Борис зажег лампу над диваном, расположился полулежа и стал лениво просматривать газеты. Но ничего интересного не было. Мысль непрестанно вертелась вокруг одного и того же. Сегодня он был в нотариальной конторе. Там выяснилось, что Лоренц в самом деле оставила завещание, по которому все ее имущество переходило во владение Адольфа Зиткауриса, старого человека, старше, чем она сама. Но вот три года назад она переписала завещание на имя Вольдемара Лапиня.

О каком имуществе вообще могла идти речь? После смерти Лоренц нотариус описал все ее вещи. Это была старая мебель и одежда. Ничего ценного. Если не считать сберкнижки, на которой лежало сто сорок девять рублей. Правда, врач Страуткалн видела у Лоренц на руке старомодные золотые часы и массивное кольцо. Ни того, ни другого не нашли. Возможно, убийца похитил ценные вещи.

Адольф Зиткаурис. Кем он приходится покойной — родственником или старым другом? Известно ли ему, что он больше не наследник Алиды Лоренц? Это могло быть поводом для ссоры, а то и для убийства или грабежа…

Борис отложил газету в сторону, постелил постель, разделся и залез под одеяло. Но заснуть не удавалось. Слишком громко тикает будильник. Громыхает на стыках рельсов трамвай…

А если все-таки Лоренц убита Зиткаурисом? Тогда при чем тут Зента Саукум? Да и Зиткауриса она выдала бы на первом же допросе. А Вольдемар Лапинь? Молодой мужчина. Такому деньги всегда нужны. Если он был родственником убитой, то наверняка знал, что у старухи кое-что в чулке припрятано. И если он к тому же считал, что наследником по-прежнему считается Зиткаурис…

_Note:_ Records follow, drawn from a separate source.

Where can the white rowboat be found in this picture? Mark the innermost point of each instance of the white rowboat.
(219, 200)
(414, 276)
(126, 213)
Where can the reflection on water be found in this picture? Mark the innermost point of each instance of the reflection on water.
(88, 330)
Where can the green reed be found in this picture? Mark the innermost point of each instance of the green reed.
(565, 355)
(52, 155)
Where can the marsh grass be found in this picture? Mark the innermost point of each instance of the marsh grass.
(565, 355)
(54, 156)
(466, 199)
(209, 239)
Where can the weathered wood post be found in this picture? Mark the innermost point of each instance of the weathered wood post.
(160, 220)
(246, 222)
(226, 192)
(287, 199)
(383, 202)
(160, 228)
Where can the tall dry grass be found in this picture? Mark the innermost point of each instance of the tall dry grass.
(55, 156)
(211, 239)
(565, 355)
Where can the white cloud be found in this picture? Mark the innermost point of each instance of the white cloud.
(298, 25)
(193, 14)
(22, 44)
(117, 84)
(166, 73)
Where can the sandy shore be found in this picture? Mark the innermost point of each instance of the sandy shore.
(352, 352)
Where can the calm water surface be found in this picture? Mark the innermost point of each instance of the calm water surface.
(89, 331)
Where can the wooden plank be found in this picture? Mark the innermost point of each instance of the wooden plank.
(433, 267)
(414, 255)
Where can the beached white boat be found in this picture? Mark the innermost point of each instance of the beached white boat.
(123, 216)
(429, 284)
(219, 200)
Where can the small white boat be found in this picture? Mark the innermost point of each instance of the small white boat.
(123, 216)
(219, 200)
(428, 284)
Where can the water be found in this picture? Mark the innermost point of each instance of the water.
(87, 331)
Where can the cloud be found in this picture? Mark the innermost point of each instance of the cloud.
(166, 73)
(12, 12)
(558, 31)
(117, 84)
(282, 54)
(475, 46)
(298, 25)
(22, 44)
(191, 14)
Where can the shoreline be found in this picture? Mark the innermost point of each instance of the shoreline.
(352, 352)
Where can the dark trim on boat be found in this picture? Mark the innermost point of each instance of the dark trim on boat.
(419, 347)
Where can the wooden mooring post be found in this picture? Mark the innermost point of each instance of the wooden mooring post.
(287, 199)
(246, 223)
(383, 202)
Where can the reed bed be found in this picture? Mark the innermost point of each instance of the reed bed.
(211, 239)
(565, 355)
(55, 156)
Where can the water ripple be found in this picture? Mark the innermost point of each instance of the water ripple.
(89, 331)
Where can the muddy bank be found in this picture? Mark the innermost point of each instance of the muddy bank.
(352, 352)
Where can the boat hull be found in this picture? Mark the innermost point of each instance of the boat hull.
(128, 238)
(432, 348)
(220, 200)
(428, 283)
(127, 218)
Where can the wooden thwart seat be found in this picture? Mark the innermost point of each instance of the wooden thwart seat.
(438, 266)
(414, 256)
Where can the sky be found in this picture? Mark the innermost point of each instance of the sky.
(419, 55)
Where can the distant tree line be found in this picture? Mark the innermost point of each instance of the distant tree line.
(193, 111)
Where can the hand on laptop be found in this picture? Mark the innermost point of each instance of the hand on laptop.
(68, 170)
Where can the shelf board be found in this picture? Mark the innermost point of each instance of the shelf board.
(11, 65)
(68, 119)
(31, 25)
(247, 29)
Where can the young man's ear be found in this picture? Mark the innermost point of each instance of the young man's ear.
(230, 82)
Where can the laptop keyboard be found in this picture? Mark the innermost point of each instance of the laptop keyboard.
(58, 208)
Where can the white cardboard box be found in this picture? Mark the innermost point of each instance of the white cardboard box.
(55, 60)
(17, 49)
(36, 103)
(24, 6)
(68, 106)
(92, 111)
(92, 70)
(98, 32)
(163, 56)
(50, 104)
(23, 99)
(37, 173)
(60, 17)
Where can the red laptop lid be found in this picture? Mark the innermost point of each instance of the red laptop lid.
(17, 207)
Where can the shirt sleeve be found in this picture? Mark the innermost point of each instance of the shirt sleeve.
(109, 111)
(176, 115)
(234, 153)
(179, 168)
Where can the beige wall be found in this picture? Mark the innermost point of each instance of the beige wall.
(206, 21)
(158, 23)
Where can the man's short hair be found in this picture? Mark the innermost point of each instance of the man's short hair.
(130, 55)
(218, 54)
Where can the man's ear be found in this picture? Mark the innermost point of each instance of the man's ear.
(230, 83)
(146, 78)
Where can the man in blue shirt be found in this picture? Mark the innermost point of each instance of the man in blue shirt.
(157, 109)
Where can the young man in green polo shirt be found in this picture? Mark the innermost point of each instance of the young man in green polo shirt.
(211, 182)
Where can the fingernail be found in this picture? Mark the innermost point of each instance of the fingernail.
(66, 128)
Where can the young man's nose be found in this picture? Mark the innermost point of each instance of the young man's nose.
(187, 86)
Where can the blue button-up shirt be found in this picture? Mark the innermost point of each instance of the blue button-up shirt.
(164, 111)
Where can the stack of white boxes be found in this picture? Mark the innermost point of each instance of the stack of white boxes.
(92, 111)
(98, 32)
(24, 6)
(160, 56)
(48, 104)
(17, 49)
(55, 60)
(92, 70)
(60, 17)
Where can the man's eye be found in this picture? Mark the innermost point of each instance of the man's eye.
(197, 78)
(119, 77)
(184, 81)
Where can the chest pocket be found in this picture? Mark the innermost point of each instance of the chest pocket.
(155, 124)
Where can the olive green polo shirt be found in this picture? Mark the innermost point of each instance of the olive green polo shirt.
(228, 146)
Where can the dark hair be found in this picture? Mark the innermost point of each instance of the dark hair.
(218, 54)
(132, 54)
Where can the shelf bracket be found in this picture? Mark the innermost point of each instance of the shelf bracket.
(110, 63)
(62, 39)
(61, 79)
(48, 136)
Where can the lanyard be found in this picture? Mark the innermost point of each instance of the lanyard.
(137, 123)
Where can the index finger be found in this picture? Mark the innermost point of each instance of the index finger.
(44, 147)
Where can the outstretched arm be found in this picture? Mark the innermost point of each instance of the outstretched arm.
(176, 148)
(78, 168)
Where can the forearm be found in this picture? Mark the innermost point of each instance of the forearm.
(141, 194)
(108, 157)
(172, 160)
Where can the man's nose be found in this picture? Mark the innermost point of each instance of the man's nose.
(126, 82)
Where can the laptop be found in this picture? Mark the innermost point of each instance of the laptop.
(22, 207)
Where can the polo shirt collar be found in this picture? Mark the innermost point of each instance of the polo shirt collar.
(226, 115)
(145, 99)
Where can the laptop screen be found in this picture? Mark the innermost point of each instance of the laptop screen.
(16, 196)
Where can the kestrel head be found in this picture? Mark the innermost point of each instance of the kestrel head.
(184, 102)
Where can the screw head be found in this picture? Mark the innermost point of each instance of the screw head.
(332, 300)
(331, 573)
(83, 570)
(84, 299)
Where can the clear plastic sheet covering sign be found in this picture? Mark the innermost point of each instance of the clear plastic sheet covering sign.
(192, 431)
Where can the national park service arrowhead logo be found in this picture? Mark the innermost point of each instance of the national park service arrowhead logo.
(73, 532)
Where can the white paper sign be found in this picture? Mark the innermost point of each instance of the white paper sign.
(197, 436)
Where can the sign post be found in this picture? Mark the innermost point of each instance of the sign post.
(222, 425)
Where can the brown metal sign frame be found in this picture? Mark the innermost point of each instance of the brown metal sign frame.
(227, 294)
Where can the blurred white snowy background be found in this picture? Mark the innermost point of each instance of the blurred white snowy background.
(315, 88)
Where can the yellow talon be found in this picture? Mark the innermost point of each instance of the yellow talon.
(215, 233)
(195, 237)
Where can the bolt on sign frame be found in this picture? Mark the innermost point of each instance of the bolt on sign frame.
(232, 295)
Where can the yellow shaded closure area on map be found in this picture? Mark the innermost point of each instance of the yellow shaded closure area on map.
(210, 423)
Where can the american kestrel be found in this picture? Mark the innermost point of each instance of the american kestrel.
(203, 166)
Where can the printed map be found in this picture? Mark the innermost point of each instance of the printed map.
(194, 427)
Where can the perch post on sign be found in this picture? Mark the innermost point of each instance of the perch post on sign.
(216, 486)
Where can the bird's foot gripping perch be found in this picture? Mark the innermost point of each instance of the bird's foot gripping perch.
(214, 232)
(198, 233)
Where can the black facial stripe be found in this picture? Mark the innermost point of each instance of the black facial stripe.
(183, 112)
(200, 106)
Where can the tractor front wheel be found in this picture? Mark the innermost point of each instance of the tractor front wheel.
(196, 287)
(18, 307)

Борис повернулся на другой бок. Мать дышит тяжело. Опять, наверно, сердце. Борис зажег ночник и поднялся.

— Тебе плохо, мама? Дать капли?

— Пройдет, я уже приняла.

— Может, «неотложку» вызвать?

— Не надо, уже лучше. Ложись спи, сынок. Тебе рано вставать.

Постепенно мать задышала ровнее, видать, уснула. А у Бориса не было сна ни в одном глазу.

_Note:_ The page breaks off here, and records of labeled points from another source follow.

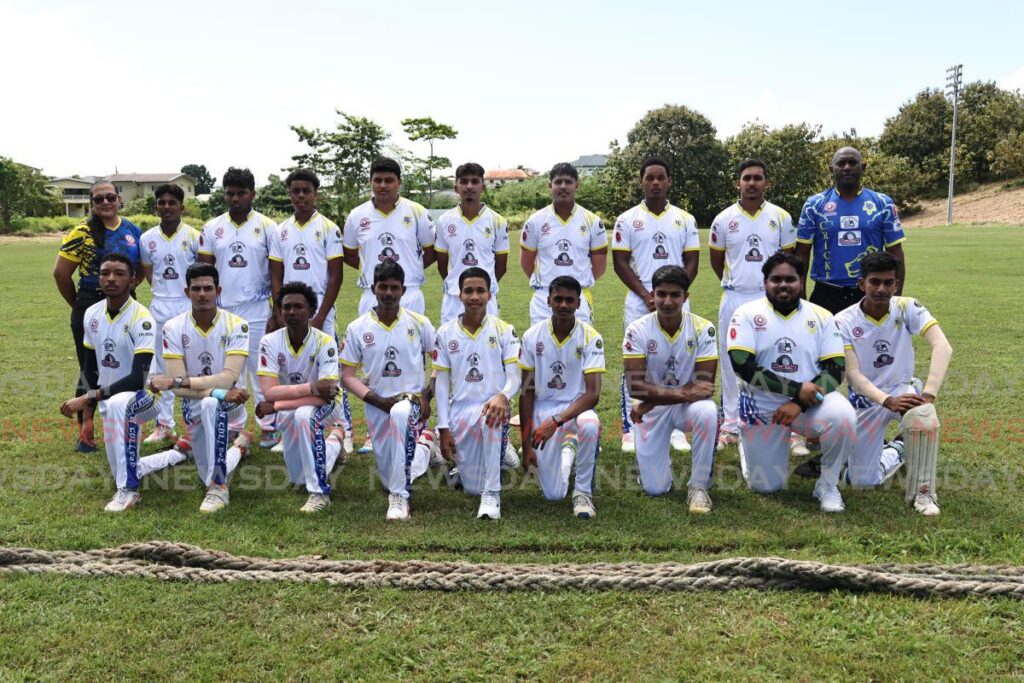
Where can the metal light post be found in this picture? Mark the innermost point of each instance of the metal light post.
(953, 81)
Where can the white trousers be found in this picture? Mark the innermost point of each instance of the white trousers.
(653, 434)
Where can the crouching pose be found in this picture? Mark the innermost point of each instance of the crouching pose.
(878, 337)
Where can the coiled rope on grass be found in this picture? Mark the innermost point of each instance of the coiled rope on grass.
(181, 562)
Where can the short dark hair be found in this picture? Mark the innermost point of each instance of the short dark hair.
(297, 288)
(119, 258)
(672, 274)
(385, 165)
(565, 283)
(474, 272)
(389, 269)
(748, 163)
(654, 161)
(239, 177)
(302, 174)
(879, 261)
(201, 269)
(469, 168)
(563, 168)
(168, 188)
(782, 257)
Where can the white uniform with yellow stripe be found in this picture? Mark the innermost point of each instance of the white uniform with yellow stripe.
(563, 248)
(671, 360)
(475, 365)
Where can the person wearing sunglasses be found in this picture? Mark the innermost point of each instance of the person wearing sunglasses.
(83, 249)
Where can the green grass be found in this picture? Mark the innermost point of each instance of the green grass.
(61, 628)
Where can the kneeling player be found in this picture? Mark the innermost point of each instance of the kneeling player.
(389, 343)
(562, 360)
(298, 374)
(119, 337)
(878, 337)
(670, 358)
(476, 377)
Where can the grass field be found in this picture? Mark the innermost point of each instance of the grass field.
(103, 629)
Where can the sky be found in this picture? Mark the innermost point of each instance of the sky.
(90, 88)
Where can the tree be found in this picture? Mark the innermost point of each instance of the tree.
(199, 173)
(427, 129)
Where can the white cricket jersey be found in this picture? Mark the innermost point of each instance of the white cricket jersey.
(475, 363)
(400, 237)
(315, 359)
(169, 257)
(305, 249)
(242, 256)
(559, 367)
(654, 241)
(748, 242)
(792, 346)
(471, 244)
(117, 340)
(885, 348)
(671, 358)
(391, 357)
(562, 247)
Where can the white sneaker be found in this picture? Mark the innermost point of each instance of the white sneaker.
(124, 499)
(926, 505)
(829, 497)
(629, 445)
(698, 501)
(583, 506)
(679, 442)
(397, 508)
(216, 499)
(316, 503)
(160, 434)
(491, 506)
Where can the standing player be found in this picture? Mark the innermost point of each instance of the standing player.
(670, 357)
(878, 336)
(470, 236)
(741, 239)
(476, 379)
(119, 337)
(167, 251)
(562, 360)
(649, 236)
(562, 239)
(389, 343)
(790, 356)
(205, 349)
(389, 227)
(298, 373)
(239, 244)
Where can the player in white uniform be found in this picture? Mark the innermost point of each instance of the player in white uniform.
(671, 357)
(878, 335)
(389, 227)
(741, 239)
(788, 355)
(470, 236)
(166, 252)
(205, 349)
(298, 371)
(119, 336)
(476, 377)
(239, 244)
(562, 239)
(562, 360)
(649, 236)
(389, 344)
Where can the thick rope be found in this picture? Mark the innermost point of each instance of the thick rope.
(180, 562)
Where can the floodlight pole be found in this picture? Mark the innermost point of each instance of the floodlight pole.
(953, 81)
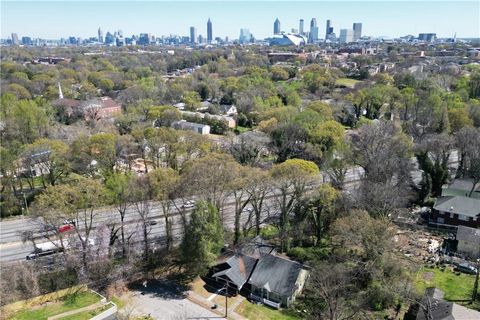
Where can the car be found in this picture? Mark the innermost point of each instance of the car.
(151, 222)
(188, 204)
(466, 268)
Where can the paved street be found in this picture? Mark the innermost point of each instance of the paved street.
(12, 248)
(167, 301)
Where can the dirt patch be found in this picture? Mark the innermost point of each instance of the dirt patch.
(428, 276)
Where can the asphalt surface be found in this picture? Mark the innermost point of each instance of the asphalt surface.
(13, 249)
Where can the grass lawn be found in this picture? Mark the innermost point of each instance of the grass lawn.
(259, 312)
(456, 287)
(346, 82)
(88, 314)
(83, 299)
(197, 286)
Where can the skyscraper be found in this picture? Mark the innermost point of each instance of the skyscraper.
(346, 36)
(327, 31)
(15, 39)
(276, 26)
(193, 35)
(357, 31)
(100, 35)
(245, 36)
(313, 35)
(209, 31)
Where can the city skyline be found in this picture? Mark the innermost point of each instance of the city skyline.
(379, 18)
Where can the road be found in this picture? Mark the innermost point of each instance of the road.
(12, 248)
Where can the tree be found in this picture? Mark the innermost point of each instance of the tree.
(140, 194)
(49, 157)
(102, 149)
(321, 209)
(210, 178)
(117, 186)
(334, 284)
(76, 202)
(290, 180)
(164, 182)
(432, 155)
(203, 238)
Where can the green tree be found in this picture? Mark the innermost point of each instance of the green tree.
(291, 179)
(203, 239)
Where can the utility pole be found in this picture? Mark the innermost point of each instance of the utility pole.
(475, 285)
(226, 300)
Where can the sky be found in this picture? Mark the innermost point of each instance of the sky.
(56, 19)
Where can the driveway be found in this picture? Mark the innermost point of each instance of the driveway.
(165, 300)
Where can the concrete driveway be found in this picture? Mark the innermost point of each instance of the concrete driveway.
(165, 300)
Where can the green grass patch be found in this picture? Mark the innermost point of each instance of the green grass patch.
(241, 129)
(86, 315)
(346, 82)
(67, 303)
(260, 312)
(455, 286)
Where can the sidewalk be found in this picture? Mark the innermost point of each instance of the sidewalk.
(206, 303)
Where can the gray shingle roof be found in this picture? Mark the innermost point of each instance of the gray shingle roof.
(276, 274)
(239, 268)
(459, 205)
(467, 234)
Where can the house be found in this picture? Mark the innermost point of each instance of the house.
(456, 211)
(468, 241)
(228, 110)
(256, 270)
(462, 187)
(191, 126)
(433, 306)
(100, 108)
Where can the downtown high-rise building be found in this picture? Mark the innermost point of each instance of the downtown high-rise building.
(15, 40)
(346, 36)
(357, 31)
(100, 35)
(276, 27)
(245, 36)
(328, 29)
(209, 31)
(193, 35)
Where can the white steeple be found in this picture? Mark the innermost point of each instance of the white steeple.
(60, 93)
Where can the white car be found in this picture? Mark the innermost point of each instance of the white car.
(189, 204)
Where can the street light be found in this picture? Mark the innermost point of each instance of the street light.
(475, 285)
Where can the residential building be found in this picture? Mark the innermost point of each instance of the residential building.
(456, 210)
(276, 27)
(267, 277)
(193, 35)
(209, 31)
(100, 35)
(191, 126)
(357, 31)
(346, 36)
(468, 241)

Прав Дзенис: чтобы расследовать это убийство, необходимо собрать как можно больше сведений об убитой и выяснить, кому была выгодна ее смерть. Похоже, и Зиткаурис, и Лапинь могли быть заинтересованы… Но какая роль при этом отведена Саукум? Неужели отношения были так натянуты, что Лоренц не впускала к себе ни того, ни другого? Надо будет познакомиться с этими людьми поближе.

Борис перевернул подушку. Она теперь приятно холодила и освежала разгоряченную голову.

Сказала тогда о наследнике и женщина по телефону. Та, что звонила в прокуратуру. Ей якобы известно больше, чем нам. Быть может, даже знает убийцу? Странно. Почему же раньше звонили Страуткалнам, угрожали, а теперь вроде бы хотят оказать помощь следствию? Может быть, раздоры среди соучастников? Может, совесть замучила, да не хватает духу прийти с повинной? Так тоже бывает. Как ее разыскать? Коротка летняя ночь…

3

Светло-серая «Волга» свернула с шоссе и остановилась перед двухэтажным домом. Постройка старинная, но крепкая, стены сложены из громадных отесанных валунов. Такие здания в буржуазной Латвии строили для волостных управ. Строили основательно, на долгие времена. Сейчас в этом доме помещалась контора лесхоза.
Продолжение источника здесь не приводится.